Our study shows that many primary care clinicians in the VA do not regularly counsel and refer obese patients to weight management services. The barrier most strongly related to providing diet and exercise counseling was poor obesity education during medical school and residency training programs. In fact, less than a third of respondents reported that they had learned good obesity management practices during medical school and residency training programs. This finding of poor nutrition, exercise, and behavioral counseling in medical and residency training programs has been corroborated in a number of previous studies [7
]. In our study, personal dietary vigilance by clinicians also impacted the likelihood of regularly calculating the BMI of obese patients, with more vigilant clinicians being more likely to calculate BMI. Previous studies, too, have found similar results in that physicians with a personal history of obesity or vegetarianism were more likely to provide nutrition and weight counseling to patients [28
]. Another study by Hash et al. [20
] concluded that patients were more receptive to health counseling given by nonobese physicians.
Contrary to previous studies [17
], our study did not find that clinicians feel that their weight loss efforts are futile.
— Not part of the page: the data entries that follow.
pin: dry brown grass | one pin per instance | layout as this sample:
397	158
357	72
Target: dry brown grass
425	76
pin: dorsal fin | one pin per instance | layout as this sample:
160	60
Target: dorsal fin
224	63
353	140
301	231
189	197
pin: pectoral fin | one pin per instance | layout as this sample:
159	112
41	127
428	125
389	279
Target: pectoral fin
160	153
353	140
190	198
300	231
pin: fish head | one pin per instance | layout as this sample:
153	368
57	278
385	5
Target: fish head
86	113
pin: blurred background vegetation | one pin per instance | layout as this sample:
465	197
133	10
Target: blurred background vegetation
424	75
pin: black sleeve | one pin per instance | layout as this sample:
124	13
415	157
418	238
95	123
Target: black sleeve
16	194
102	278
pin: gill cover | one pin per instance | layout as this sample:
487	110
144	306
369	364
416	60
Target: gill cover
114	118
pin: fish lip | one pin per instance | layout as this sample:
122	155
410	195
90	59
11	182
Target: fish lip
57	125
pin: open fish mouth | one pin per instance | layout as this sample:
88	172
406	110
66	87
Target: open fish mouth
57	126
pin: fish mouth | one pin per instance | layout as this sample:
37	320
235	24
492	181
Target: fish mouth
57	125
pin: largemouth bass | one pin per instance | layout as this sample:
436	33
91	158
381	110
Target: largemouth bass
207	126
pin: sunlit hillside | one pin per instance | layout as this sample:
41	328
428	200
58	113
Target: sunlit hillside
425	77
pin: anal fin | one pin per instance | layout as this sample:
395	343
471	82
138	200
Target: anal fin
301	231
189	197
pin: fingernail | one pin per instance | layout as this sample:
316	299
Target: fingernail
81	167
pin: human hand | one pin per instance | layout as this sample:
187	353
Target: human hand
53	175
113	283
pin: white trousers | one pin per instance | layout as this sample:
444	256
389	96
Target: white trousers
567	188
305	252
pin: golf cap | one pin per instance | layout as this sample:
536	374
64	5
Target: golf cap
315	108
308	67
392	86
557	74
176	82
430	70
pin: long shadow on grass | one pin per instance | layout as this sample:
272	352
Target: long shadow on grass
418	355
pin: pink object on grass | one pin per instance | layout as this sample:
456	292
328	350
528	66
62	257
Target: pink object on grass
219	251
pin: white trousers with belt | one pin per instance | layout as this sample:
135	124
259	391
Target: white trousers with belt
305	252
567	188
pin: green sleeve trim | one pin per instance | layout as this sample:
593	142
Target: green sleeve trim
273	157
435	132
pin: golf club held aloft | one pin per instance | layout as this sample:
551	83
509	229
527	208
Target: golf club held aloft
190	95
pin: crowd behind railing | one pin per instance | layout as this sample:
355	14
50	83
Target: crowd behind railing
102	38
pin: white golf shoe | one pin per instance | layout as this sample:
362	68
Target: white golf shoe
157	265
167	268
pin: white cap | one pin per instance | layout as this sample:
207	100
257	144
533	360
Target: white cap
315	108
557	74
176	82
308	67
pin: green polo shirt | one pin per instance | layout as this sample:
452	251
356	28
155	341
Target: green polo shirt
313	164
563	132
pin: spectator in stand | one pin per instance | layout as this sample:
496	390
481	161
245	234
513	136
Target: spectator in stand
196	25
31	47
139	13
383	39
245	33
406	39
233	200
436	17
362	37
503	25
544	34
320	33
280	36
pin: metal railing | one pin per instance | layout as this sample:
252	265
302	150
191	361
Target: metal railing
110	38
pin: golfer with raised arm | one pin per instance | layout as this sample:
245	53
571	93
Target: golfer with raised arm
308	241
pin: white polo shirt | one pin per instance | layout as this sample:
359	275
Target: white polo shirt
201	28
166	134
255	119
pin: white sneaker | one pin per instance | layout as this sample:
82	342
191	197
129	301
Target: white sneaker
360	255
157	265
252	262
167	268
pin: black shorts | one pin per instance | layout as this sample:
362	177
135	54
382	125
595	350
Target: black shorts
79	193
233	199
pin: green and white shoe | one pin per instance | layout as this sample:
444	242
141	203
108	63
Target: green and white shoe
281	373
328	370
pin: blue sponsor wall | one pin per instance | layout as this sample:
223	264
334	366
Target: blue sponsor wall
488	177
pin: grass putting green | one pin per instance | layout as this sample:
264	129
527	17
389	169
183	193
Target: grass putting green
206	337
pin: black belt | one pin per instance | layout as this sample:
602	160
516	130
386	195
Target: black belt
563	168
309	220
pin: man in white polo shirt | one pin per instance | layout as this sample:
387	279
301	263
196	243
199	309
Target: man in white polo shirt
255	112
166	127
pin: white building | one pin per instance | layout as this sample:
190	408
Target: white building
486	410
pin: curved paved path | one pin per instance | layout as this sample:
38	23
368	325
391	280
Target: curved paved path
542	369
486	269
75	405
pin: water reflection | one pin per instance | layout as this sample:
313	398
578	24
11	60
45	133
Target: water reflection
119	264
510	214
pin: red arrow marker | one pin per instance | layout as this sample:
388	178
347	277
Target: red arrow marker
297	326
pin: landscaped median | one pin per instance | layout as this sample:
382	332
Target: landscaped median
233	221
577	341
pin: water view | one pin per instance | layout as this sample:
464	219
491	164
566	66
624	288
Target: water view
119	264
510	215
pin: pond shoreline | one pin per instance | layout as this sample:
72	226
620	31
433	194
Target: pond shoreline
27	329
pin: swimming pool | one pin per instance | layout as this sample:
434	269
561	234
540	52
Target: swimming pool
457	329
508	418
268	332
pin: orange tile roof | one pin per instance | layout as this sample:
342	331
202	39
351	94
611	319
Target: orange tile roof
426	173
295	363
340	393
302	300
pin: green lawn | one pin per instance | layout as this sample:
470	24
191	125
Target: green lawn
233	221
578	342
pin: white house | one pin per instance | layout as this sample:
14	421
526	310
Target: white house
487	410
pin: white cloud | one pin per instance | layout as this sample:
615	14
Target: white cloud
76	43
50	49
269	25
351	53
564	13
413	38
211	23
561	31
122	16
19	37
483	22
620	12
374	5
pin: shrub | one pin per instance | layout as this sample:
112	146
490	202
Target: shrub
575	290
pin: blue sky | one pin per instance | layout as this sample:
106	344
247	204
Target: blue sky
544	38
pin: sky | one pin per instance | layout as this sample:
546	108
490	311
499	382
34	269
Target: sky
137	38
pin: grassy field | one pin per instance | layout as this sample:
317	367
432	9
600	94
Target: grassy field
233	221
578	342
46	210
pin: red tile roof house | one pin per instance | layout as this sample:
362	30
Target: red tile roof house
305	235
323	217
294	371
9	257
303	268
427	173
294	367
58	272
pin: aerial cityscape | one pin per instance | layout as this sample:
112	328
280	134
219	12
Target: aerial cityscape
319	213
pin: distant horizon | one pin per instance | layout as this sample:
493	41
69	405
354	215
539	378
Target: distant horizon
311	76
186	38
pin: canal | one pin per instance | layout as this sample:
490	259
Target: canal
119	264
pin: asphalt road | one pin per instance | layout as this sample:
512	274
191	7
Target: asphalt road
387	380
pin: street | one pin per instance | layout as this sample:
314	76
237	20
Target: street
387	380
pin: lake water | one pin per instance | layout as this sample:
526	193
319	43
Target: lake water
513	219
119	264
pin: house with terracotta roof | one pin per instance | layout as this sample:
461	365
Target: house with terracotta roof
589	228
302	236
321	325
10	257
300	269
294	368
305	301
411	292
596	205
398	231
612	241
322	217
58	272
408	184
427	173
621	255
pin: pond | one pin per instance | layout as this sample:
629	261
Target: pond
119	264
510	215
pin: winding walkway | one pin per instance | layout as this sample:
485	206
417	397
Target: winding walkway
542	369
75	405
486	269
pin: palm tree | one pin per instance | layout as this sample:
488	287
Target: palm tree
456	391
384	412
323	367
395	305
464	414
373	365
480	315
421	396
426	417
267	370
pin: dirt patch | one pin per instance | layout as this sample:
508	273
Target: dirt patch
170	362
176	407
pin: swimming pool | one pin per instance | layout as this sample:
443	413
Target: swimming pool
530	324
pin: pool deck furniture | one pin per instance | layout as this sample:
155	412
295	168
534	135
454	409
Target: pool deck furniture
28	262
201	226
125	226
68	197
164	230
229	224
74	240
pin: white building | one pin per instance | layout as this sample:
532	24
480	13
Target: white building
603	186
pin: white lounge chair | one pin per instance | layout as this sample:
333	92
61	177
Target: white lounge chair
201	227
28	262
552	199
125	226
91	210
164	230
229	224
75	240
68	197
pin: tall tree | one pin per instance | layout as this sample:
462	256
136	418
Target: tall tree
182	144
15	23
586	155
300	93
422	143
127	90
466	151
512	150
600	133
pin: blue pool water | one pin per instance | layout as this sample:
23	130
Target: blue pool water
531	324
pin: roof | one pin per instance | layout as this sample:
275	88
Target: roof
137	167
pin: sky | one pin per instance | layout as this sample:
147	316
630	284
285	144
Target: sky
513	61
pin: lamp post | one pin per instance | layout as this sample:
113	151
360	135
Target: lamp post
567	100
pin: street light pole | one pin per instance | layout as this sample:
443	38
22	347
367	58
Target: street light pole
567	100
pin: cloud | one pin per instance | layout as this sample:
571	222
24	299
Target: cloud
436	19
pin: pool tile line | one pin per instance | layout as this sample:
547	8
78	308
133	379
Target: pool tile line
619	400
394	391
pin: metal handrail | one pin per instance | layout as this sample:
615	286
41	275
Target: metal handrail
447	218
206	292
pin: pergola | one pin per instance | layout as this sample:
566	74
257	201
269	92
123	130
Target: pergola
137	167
Our surveyed clinicians largely believed that many obese patients are ready for weight loss, that physician-delivered weight counseling can be successful, and that effective weight management tools are available.
Although a number of barriers identified in previous studies were confirmed in the current study, several barriers such as attitudes toward obese patients and lack of insurance payments for obesity care were not related to actual weight management practices. Insurance coverage may not have been a barrier since most veterans receiving care in the VHA have coverage for a wide array of services, including obesity-related services, unlike many patients found in the general population.
In addition, clinicians reported access to educational materials for obese patients, ability to refer patients to an obesity educator, dietician, physical therapist, behavioral counselor, and group obesity appointments, and use of a readiness to change questionnaire about weight loss for obese patients as useful weight management services for the VA to implement. Many of these services will be offered as the VHA's Managing Overweight and Obesity in Veterans Everywhere (MOVE!) Program is nationally rolled-out. The program is multidisciplinary in nature and includes five steps of care ranging from patient education to bariatric surgery provided by dieticians, behavioral counselors, obesity educators, clinicians, nurses, physical therapists, and surgeons.
Our study found that the context of weight management counseling practices vary, and that these practices differ by beliefs about obesity and by training level. Clinicians who believe obesity is a disease are more likely to counsel obese patients in a positive context than clinicians who do not believe obesity to be a disease. This may imply that clinicians who believe obesity to be a real clinical entity would be more compassionate towards obese patients than clinicians who feel that obesity is a character flaw or linked to lack of willpower. This finding supports that of Scott et al. [30
], who found that clinicians who were the most likely to counsel patients on weight management initiated conversations by "medicalizing" the obesity. Our results also showed that attending clinicians were more likely than resident physicians to counsel positively. Whether this finding is due to the years of experience of the attending physicians or to a shift in obesity counseling norms is indeterminable by this study. In addition, our sample sizes were very small in these analyses, and most context of counseling items required Fisher's Exact Tests for 2 × 2 analyses given the small cell sizes for several of the cells.
Other limitations of our study include our small response rate of resident physicians, our exclusion of nurses, and our sample of only one VAMC and one CBOC. This project served to pilot test our survey, which we plan to distribute to more VAMCs and CBOCs in the near future. We note that the generalizability of our findings may be limited to our region and therefore, should be interpreted with caution. In addition, our pilot study resources prohibited our study of nurses, although future studies are planned to identify obesity-related practices and barriers that nurses in the VA healthcare system face, given their important role in obesity management. High response rates from resident physicians are difficult to capture given their busy schedules and demands from other research projects. We recognize, however, that the residents most likely to have responded may be more conscientious than non-responders, and therefore the rates of various obesity practices may be over-inflated in this study. Nevertheless, our rates of most practices were sufficiently low to warrant additional attention to obesity management in the VA healthcare system. Lastly, due to time constraints, we were not able to perform all of the appropriate reliability testing on our survey instrument, such as test-retest reliability. We are currently conducting these tests and will have completed them before our next round of survey administration.
Our study does, however, have several strengths. For one, this is the first time primary care management of obesity has been examined empirically in the VA to our knowledge. Secondly, although we only gathered respondents from two settings, we did administer the survey to one large VAMC and one smaller CBOC, and also had respondents with two different training levels (attendings and residents). This mix of providers will help increase the reliability of our findings.